Entonces, un verano, en medio de un paseo a caballo, seguido por criados que le traían bebidas, tapices, y probablemente una biografía de sí mismo, Alerdine volvió a la encrucijada. Y allí estaba de nuevo el Venado Blanco, aunque esta vez parecía más oscuro y con una mirada inquietante.

“¿Eres tú,” preguntó el venado, “el arpista que ha vendido lo que no le pertenece?”

“Ejem,” respondió Alerdine, incómodo y algo menos elocuente de lo usual, “yo soy, creo.”

“No se mercadea con la sabiduría como con pescado en el mercado,” dijo el venado. “Un regalo no se puede comprar ni vender. Ahora, como prueba de tu respeto por el conocimiento y la inspiración que se te dio gratuitamente, tendrás que llevarme a mí, y a mi considerable peso, al otro lado del bosque.”

Alerdine intentó explicarle que eso era muy poco práctico, que llevaba puesta su ropa buena y que el lodo le ponía los nervios de punta, pero el venado ya había asumido una postura de “ni se te ocurra discutir conmigo”. Así que, bajo la mirada incrédula de sus criados, Alerdine se colocó al venado al hombro y comenzó su pesada travesía.

El bosque parecía infinito y el venado era más pesado de lo que uno esperaría de un ser tan elegante. Alerdine sudaba, jadeaba, y por momentos se preguntaba si realmente había valido la pena todo aquello de la sabiduría. Justo cuando la luz del bosque comenzaba a anunciar el final del camino, Alerdine cayó, exhausto y cubierto de barro, con el venado aún sobre sus hombros.

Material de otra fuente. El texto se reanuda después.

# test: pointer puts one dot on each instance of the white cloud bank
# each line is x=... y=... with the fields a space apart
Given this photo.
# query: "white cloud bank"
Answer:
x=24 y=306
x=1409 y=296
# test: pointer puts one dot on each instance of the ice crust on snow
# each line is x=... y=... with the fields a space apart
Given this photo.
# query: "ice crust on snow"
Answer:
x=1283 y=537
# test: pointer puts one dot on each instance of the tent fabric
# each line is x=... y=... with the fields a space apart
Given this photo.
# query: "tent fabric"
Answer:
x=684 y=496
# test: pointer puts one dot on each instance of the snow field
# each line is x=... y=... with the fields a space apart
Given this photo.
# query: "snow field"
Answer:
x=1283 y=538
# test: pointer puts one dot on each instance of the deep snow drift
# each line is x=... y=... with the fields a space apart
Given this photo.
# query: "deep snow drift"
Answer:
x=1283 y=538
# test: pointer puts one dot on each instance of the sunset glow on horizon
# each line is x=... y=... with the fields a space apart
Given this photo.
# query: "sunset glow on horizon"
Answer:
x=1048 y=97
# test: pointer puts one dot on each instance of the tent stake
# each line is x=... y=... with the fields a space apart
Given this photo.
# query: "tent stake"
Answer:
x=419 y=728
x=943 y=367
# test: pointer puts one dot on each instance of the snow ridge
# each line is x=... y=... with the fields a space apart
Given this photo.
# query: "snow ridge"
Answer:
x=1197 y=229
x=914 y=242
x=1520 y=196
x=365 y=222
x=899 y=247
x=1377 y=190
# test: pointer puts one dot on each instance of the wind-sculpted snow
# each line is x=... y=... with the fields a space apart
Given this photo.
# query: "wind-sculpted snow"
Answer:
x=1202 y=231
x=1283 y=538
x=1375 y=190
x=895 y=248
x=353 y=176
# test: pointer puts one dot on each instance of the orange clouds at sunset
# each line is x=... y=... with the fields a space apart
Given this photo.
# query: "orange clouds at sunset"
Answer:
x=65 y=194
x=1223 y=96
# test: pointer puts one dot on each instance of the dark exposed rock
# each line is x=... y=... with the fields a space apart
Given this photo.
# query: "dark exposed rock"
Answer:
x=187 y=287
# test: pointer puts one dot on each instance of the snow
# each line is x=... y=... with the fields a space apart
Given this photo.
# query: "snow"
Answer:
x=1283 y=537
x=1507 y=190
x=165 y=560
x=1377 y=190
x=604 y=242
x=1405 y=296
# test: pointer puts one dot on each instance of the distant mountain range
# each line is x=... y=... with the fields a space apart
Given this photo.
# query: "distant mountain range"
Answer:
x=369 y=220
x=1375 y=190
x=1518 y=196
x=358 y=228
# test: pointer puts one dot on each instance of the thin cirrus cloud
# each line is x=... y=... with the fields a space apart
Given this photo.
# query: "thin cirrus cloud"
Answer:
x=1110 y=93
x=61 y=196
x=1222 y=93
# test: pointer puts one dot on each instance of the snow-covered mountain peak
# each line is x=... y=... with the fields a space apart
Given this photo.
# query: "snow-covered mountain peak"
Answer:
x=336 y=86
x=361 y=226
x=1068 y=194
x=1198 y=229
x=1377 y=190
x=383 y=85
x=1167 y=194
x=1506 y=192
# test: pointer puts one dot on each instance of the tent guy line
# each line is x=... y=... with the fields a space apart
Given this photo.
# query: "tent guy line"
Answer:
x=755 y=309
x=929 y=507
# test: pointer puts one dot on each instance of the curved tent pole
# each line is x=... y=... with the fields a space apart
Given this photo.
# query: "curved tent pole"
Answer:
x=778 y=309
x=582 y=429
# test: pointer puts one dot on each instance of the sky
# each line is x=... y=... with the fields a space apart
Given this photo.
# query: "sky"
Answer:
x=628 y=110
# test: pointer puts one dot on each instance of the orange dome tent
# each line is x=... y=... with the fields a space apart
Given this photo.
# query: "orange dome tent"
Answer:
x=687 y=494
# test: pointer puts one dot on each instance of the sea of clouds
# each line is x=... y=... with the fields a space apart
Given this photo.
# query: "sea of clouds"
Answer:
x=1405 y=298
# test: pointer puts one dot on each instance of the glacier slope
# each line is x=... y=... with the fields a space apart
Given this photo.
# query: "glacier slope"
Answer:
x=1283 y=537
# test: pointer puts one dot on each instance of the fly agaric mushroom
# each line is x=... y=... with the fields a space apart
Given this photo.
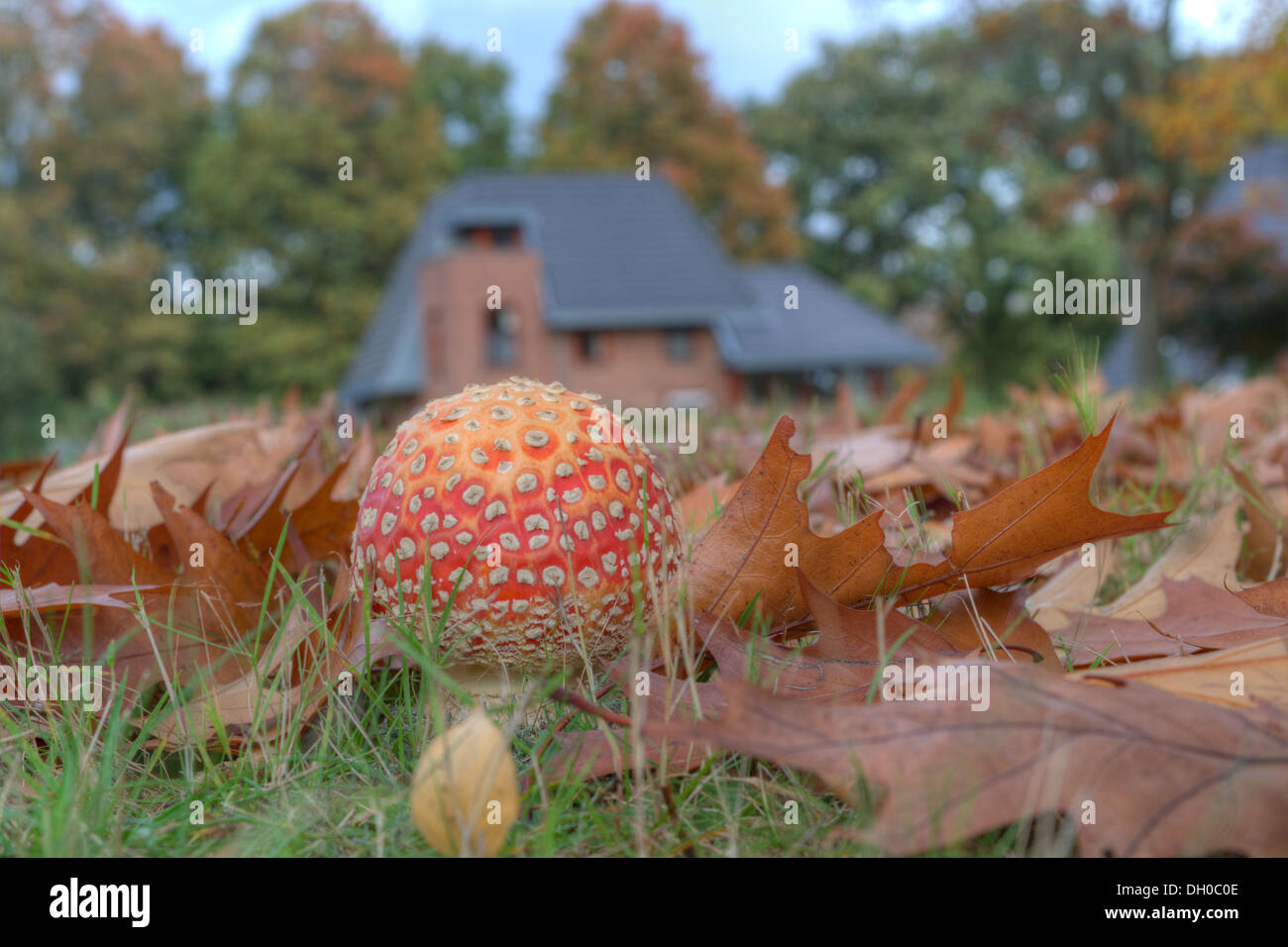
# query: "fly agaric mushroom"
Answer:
x=528 y=514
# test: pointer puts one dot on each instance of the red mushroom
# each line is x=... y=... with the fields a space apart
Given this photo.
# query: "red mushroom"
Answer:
x=528 y=514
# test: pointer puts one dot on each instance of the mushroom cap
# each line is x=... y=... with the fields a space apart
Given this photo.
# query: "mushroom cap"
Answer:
x=522 y=510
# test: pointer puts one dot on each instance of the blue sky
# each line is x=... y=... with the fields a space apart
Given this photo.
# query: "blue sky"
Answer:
x=742 y=39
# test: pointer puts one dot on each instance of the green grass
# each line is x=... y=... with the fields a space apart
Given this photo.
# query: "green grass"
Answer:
x=72 y=784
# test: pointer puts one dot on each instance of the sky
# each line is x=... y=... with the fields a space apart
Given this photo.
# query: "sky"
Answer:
x=742 y=39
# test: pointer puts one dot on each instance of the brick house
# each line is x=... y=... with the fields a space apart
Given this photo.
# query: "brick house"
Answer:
x=609 y=285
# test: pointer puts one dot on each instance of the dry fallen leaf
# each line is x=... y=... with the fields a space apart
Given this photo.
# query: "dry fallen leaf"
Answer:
x=1166 y=776
x=464 y=792
x=1233 y=677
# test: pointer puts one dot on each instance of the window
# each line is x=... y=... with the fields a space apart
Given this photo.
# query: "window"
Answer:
x=502 y=337
x=590 y=347
x=679 y=344
x=488 y=237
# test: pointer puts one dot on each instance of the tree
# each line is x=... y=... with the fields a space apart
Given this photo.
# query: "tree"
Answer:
x=632 y=88
x=93 y=193
x=312 y=182
x=469 y=95
x=915 y=180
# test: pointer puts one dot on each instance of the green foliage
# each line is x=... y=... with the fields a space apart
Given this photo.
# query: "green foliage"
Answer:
x=632 y=88
x=153 y=178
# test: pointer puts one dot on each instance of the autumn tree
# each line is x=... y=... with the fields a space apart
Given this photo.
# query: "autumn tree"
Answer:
x=468 y=93
x=316 y=176
x=917 y=183
x=90 y=204
x=634 y=88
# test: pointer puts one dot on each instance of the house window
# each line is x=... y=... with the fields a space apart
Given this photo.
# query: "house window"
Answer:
x=502 y=337
x=679 y=344
x=590 y=347
x=487 y=237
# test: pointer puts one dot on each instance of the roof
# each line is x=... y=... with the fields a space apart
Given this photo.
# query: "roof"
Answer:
x=1262 y=195
x=618 y=253
x=828 y=329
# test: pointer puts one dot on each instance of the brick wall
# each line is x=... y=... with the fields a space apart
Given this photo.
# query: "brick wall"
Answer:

Fue en ese momento, con mucha paciencia, que el venado se bajó y volvió a su forma original, blanco y esbelto como si nada.

“Ve ahora,” le dijo el venado con voz firme. “Y dona lo que has ganado con las canciones nacidas de mi sabiduría. No vendas aquello que te fue regalado. Entrégalo, así como yo te lo di a ti.”

Y sin esperar respuesta, el venado desapareció. Alerdine se quedó allí, con una profunda comprensión de que los regalos y los talentos son cosas que uno puede usar, pero nunca poseer.

Y, por supuesto, fue entonces cuando decidió que quizás había aprendido su lección, y hasta quizás una nueva canción.